When she turned around, he was sitting up, feet on the floor, rubbing his eyes.

"Yes?" she asked.

"Thinkin' we need to start storin' shit up here, you know? For the winter and beyond. Need to do more huntin', but also more lootin'."

It wasn't something intimate, after all. She felt a vague sense of relief mingled with a sharper disappointment.

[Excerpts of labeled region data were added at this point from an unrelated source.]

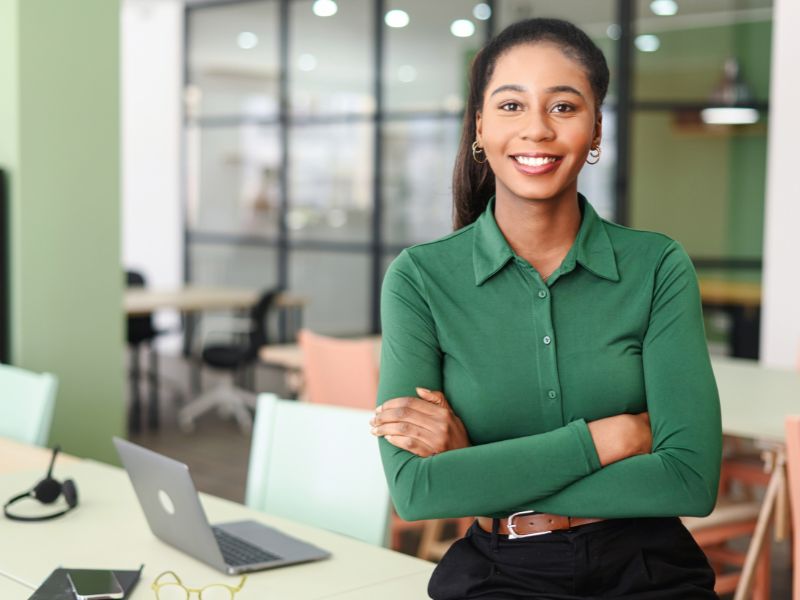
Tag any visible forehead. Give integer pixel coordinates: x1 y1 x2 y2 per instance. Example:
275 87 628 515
487 42 591 94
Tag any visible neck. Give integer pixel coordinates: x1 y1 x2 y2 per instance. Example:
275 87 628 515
494 190 581 279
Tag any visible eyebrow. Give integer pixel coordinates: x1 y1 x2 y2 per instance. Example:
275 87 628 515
484 83 583 98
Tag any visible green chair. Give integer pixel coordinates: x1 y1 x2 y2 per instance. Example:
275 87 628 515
245 394 390 546
0 364 58 446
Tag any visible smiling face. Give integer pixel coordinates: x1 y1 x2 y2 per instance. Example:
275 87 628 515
476 42 601 202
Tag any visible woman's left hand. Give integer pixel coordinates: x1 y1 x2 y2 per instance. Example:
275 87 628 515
370 388 470 458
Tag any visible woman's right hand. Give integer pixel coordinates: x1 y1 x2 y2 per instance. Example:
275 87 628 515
589 412 653 467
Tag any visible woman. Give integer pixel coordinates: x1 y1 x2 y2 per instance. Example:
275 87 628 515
372 19 721 600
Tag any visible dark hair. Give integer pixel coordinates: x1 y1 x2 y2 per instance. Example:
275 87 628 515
453 19 609 229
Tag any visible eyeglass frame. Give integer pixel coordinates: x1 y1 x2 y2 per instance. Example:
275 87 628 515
150 571 247 600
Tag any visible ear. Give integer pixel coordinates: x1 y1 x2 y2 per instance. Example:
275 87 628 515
592 110 603 148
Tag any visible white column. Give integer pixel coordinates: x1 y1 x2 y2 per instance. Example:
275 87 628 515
761 0 800 367
120 0 183 346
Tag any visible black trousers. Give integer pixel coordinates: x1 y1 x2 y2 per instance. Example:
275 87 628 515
428 517 718 600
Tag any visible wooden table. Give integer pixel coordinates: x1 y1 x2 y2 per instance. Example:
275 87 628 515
712 358 800 600
698 277 761 358
123 285 308 316
0 448 434 600
123 285 308 432
698 277 761 308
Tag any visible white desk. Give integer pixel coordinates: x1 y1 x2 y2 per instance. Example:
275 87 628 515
0 460 434 600
0 573 35 600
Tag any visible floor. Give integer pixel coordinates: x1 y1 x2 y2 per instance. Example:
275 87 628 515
130 356 791 600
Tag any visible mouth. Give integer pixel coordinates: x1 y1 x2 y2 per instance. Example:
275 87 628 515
510 154 562 175
511 154 561 167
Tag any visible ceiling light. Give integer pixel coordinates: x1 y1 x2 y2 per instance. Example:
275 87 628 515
297 54 317 71
633 33 661 52
236 31 258 50
383 9 411 29
397 65 417 83
472 2 492 21
700 106 759 125
450 19 475 37
650 0 678 17
311 0 339 17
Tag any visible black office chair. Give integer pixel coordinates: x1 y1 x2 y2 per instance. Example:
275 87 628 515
178 289 281 432
125 271 160 433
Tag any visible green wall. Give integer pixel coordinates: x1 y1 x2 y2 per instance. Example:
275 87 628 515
631 22 772 258
0 0 124 461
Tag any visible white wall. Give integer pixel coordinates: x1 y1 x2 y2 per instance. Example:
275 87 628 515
761 0 800 367
120 0 183 344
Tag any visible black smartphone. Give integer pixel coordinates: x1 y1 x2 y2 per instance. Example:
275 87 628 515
67 569 125 600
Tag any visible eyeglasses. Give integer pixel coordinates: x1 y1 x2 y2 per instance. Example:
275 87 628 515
150 571 247 600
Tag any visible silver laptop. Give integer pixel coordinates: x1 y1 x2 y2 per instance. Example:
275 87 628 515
114 437 330 575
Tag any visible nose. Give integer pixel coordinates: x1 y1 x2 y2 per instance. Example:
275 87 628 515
519 110 555 142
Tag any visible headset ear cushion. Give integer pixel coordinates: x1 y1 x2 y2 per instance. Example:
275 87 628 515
61 479 78 508
33 477 61 504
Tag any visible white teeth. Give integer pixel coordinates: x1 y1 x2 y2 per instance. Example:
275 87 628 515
514 156 558 167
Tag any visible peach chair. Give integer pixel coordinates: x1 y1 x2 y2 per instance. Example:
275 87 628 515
297 329 471 560
786 415 800 600
297 329 378 410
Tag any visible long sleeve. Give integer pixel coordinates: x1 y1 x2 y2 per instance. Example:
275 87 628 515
378 252 600 520
533 242 722 517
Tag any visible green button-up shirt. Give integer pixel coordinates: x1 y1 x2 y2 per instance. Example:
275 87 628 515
378 197 721 520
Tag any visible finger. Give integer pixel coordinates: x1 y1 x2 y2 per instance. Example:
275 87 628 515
417 388 447 406
384 435 436 458
382 396 439 415
372 408 447 432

"Forest will be hoppin' with deer in mid- November. I'll hunt then, since we got Shane's deer to tide us over. But 'fore then, need to hit this rich-ass gated community. Found an advertisement in the park office. It's east of Athens. Near a private lake. Community like that – they're bound to have lots of pills. Them rich-ass folk always got problems to make up for the problems they ain't got. So they'll have the good shit. Pain killers, Xanax, antibiotics, allergy meds, blood pressure meds, you name it. Be great for trade with the Greenes. Gonna have extra gas in their garages, too, for their boats, you know."

"Well, it sounds like a good idea." Carol wasn't sure why it was so pressing for him to share the idea now, however, after calling her by name.

"Was thinking I'd go the day after tomorrow, since the stitches are out. I'll get re-used to loadin' and shootin' m'bow for a day first." He cleared his throat and rested his elbows on his knees. He studied his hands as he continued, "Thing is, it's a big job. Take some time drivin' there and then loadin' up. So it'd be an overnight supply run. Have to stay in one of those houses for the night." He chewed on his bottom lip. It slid out, a little raw. He continued to study his hands. "Wanna go? On that supply run? With me? Oughtta be just two people. Gotta save room in the truck."

"Oh." It was an intimate request after all. Her heart beat a little faster. This was the "go away for the weekend and spend the night together" stage of the relationship he was tiptoeing into. He'd bring those condoms with him, she supposed. They'd have sex, real sex, and then they'd spend all night together in the same bed. "Well, I…you know I'd have to make sure somebody was fine to watch Sophia for a couple days."

"Oh," he said with disappointment. "Yeah, I get it. Just an idea. Could bring T-Dog I guess."

"But I think that shouldn't be a problem. To get someone to watch her. Lori would do it, I'm sure."

He jerked his head up. "Yeah?" he asked excitedly. "So you do wanna go?"

She was afraid to have sex with him, but she also very much wanted to. She was afraid bad memories would make her seize up, that it wouldn't go as well as all the other fooling around had. But she also didn't know how long they could go on like this, playing with each other like teenagers trying to maintain their virginity. And having sex might be easier without her daughter just down the hallway and without the knowledge of a house full of people. "Yes," she agreed, smiling hesitantly. "I want to go."

"Yeah?"

She smiled more fully now. "Yeah."

He smiled back and then ducked his head, still smiling.